Уже имевшийся торговый опыт и природный практический ум Никифора Михайловича вполне оправдывали его смелость и ручались за успех. Однако не легко оказалось ему получить на это дело согласие отца. Своих денег на покупку пряжи и расплату с ткачами у Никифора Михайловича не было. А Михаил Федорович, удрученный падением своей хлебной торговли, строго рассчитывал каждую копейку и к затее сына отнесся с большим недоверием. Никифор Михайлович представлял все доводы, указывал на пример других, между прочим на своих же дядей Филиппа и Савелия, у которых дело шло, хотя они и вели его очень «просто».

Наконец, он обратился к содействию добрых знакомых: Леонтия Агаповича Фролова, Хрисанфа Гавриловича Кулакова и Василия Дмитриевича Клопова, которым и Михаил Федорович, и Гликерия Александровна уже начали жаловаться, что вот, мол, «Микеша» все пристает к нам «с нанкой». Добрые знакомые поддержали энергичного молодого человека, их советы подействовали, и в 1857 году Михаил Федорович «завел нанку». Так как новое дело привлекло к себе все внимание новых фабрикантов, то для ведения прежнего и вообще для помощи в том же году был приглашен и первый служащий — Лаврентий Михайлович Панкратьев.

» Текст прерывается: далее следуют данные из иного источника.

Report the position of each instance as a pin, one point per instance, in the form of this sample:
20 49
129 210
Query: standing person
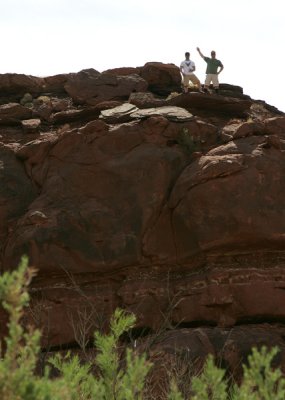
212 71
187 67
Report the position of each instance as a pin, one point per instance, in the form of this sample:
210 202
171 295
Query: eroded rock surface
169 206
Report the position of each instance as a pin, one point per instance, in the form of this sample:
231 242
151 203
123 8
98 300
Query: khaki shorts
212 78
193 78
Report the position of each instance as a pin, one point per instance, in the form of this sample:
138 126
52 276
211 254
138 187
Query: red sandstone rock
93 87
162 78
184 234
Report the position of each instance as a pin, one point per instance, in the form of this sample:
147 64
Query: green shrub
115 380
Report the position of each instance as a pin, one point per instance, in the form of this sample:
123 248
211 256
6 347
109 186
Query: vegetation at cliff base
114 380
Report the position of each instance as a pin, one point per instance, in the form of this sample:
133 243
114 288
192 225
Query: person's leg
195 81
215 81
185 83
207 83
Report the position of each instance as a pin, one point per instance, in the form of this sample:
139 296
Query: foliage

Дело началось, но родители все-таки мало верили в его успех. Особенно недовольна была Гликерия Александровна. Товар вырабатывался зимой, когда у крестьян не было полевых работ, а продаваться должен был летом и осенью. Видя, как Никифор Михайлович целую зиму все только забирает все деньги из ее лавочной выручки, она почти каждую выдачу денег, особенно к концу зимы, сопровождала словами: «Разбойник ты, долго ли ты еще будешь нас обирать-то?» Никифор Михайлович горячо любил свою мать; ему, конечно, тяжело было видеть ее сомнения, но он слишком верил в успех, чтобы бросить дело. «Погоди, маменька, — ласково уговаривал он ее, — все тебе верну, придет время». И время пришло.